Judging from the NIE (not just from these key passages but from its general assessment of a “persistent and evolving terrorist threat”), the debate over these vast surveillance systems will soon be renewed.

Given the Bush administration’s track record, that’s not necessarily a good thing for those who take privacy rights seriously.

The trick of surveillance programs, of course, is getting the executive branch to follow the law and allow for some checks and balances. A certain occupant of the Oval Office seems to currently be of the opinion that the White House is an accountability-free zone. If the Bush administration seeks additional powers, which now appears likely, especially when it comes to data-mining, that’s a disconcerting thought.

Kaplan added:

I don’t know — and I don’t think anybody else without a specially compartmentalized security clearance knows — whether the NSA or other intelligence agencies are currently following lawful procedures. More to the point, I don’t know whether there are lawful procedures.

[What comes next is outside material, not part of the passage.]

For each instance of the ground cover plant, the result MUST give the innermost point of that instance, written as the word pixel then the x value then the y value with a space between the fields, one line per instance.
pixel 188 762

When the New York Times revealed in late 2005 that the NSA was data-mining inside U.S. territory, some critics demanded an end to the practice unless it had been approved in advance by the “FISA courts.” These are highly classified panels of judges, set up under the Foreign Intelligence Surveillance Act of 1978, who approve (or decline, though they almost always approve) warrants to place foreign powers or their suspected agents under surveillance.

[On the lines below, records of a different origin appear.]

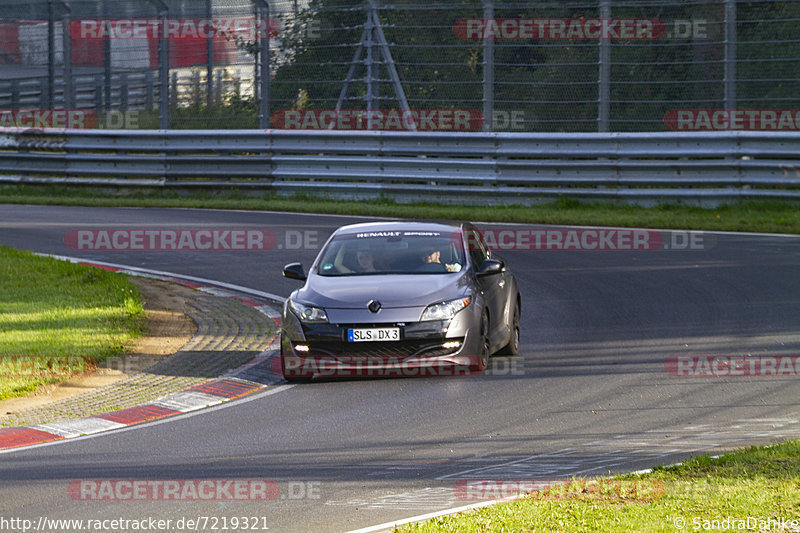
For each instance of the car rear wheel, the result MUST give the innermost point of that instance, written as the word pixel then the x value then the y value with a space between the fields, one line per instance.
pixel 512 348
pixel 483 357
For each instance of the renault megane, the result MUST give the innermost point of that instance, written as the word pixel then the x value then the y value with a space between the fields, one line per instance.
pixel 396 299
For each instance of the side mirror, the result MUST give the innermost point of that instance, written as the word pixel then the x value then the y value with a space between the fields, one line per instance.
pixel 294 271
pixel 491 266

Bush administration officials responded, at the time, that warrants did not — and could not — apply to data-mining. And they were right. Warrants apply to specific individuals, entities, locations, or phone numbers. It’s not possible to request a warrant to track the calling patterns of an entire country’s population.

What was never settled in that controversy, at least not publicly, was whether FISA warrants apply to any subsequent monitoring that takes place as a result of these vast sweeps. If someone wants to monitor my calls because of the e-mails with my friend in Pakistan, does a FISA court have to give permission first? And are there limits to which of my calls can be monitored, what can and cannot be done with the resulting “intelligence,” or how long it can be stored?

Congress has been reluctant to tackle this. If the administration is poised to seek now power, as it is likely to do, it’s time for lawmakers to start drawing up new safeguards now before Bush’s abuse get worse.

“Just say no.”

  • … the debate over these vast surveillance systems will soon be renewed …

    If the Bush administration seeks additional powers, which now appears likely,…

    I very much fear this is just wishful thinking. There will be no debate, no seeking of additional powers. They’ll just do whatever they bloody want. We’ll find out, if at all, only much later.

  • It’s also important to note that the domestic threats that have been exposed were the result of American Muslims who reported suspicious activity.

  • I echo sarabeth’s comment: they’ll do as they darn well please, and we’ll only find out about it–if at all–as a historical embarassment.

    When the Executive doesn’t feel obliged to follow any law that it decides ‘infringes on its Constitutional powers,’ or whatever smokescreen explanation is thrown out there, it doesn’t really matter much what laws are passed that seek to restrain this kind of activity.

    And that is what is most dangerous to our Republic, not terrorists. I mean, didn’t we as a Nation of people leave England to avoid this very kind of activity? And if I recall correctly, that particular monarch at the time was also named King George.

  • Perhaps it behooves us to pass these additional safeguards so our privacy will be protected at least in those off years when Diebold allows a Democrat to be president?